Аверченко тихо постоял и наконец вымолвил:
- Хоронили его рабфаковцы. На санках в тусклый февральский день гроб
провезли через весь город... Пойдем отсюда, Виктор Викторович.
Аверченко ссутулился и вообще сник.
- И я один перед концом был. Некому было сказать последние мысли,
чувства и жалобы умирающему в ясном сознании художнику, не умеющему и не
желающему простить миру уродства жизни...
Когда вылезли назад через ограду и отдышались, Аверченко сказал:
- Это какое-то трупохранилище, а не кладбище. Ах, простите! - с этими
словами он снял с меня черный французский берет, купленный мною как раз в
Праге, и ласково поцеловал в темя.
- Зачем вы? Я не привык и...
- Славный вы человек. Дай вам Бог всего такого...
Продмаг нашли открытым. Взяли две бутылки кефира. Выпили.
Полегчало.
- Есть еще одна мечта. Мне в полицейский участок попасть, околоточным
воздухом подышать. Крепкий дух, но приятный. Тут тебе и сапогом кожаным, и
махоркой, и вообще. Родной это дух, братец вы мой возлюбленный, околоточный.
Ни на какой букет его не променяешь!
- Подышим мы с вами этим духом. Чует мое сердце, подышим, - пробормотал
я. - Он, дух, в принципе не изменился, только лошадями не пахнет. Да и
махрой из того букета уже не пахнет. Остальное - точь-в-точь.
Я начал ловить такси. Но его опять не было.
- Не беда, - успокаивал меня Аверченко. - У меня был опыт: как-то
пьяненькими мы с Тэффи арендовали похоронную дрогу во Флоренции или Фьезоле,
не помню уж, и прокатились на ней за пять лир. Я всю жизнь в душе
скандалист!
- А в жизни давно покойник... - мой язык не мог удержаться, чтобы не
нарушить мирный настрой моего гостя.
- Вот дам сейчас в ухо!
Дал он мне в ухо или нет?

6

Вернулись домой, прихватив по дороге все что положено.
После ста граммов у Аркадия Тимофеевича возникла маниакальная тема -
еврейский вопрос.
- Вас, Виктор Викторович, жидом обзывали в прессе?
- Нет, не называли. И отстаньте, Бога ради! Примите вот снотворное.

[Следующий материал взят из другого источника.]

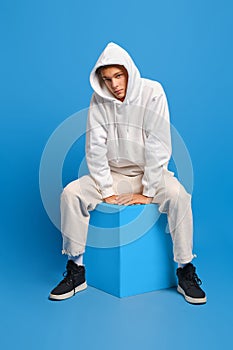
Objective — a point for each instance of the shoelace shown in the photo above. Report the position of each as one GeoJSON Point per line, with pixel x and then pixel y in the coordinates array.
{"type": "Point", "coordinates": [193, 278]}
{"type": "Point", "coordinates": [68, 278]}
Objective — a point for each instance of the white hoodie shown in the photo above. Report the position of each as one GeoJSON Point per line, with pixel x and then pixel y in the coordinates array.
{"type": "Point", "coordinates": [130, 137]}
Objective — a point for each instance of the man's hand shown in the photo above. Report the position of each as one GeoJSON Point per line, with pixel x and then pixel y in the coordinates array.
{"type": "Point", "coordinates": [111, 199]}
{"type": "Point", "coordinates": [128, 199]}
{"type": "Point", "coordinates": [132, 198]}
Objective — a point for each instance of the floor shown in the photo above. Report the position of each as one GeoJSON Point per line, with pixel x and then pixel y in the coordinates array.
{"type": "Point", "coordinates": [96, 320]}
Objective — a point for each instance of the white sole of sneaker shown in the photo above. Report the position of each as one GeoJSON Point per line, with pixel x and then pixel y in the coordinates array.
{"type": "Point", "coordinates": [190, 299]}
{"type": "Point", "coordinates": [69, 294]}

- А всякие разные Земщины и Колоколы с истинно русским постоянством из
нумера в нумер уверяли десяток своих подписчиков, если и десяток у них был,
что сатириконцы - это жиды без всякого национального чувства и достоинства.
Моя главная ошибка - острословие. Конечно, Пуришкевич дрянь, но иногда
образно выражался. А у Столыпина мне весь его слог нравился, уж ежели
брякнет, то... своими ушами из его уст слышал такое: Говоря тривиально, в
Думе сидят такие личности, которым хочется дать в морду! Смак какой, а?...
Стендаля-то, значит, читали?
- В юности.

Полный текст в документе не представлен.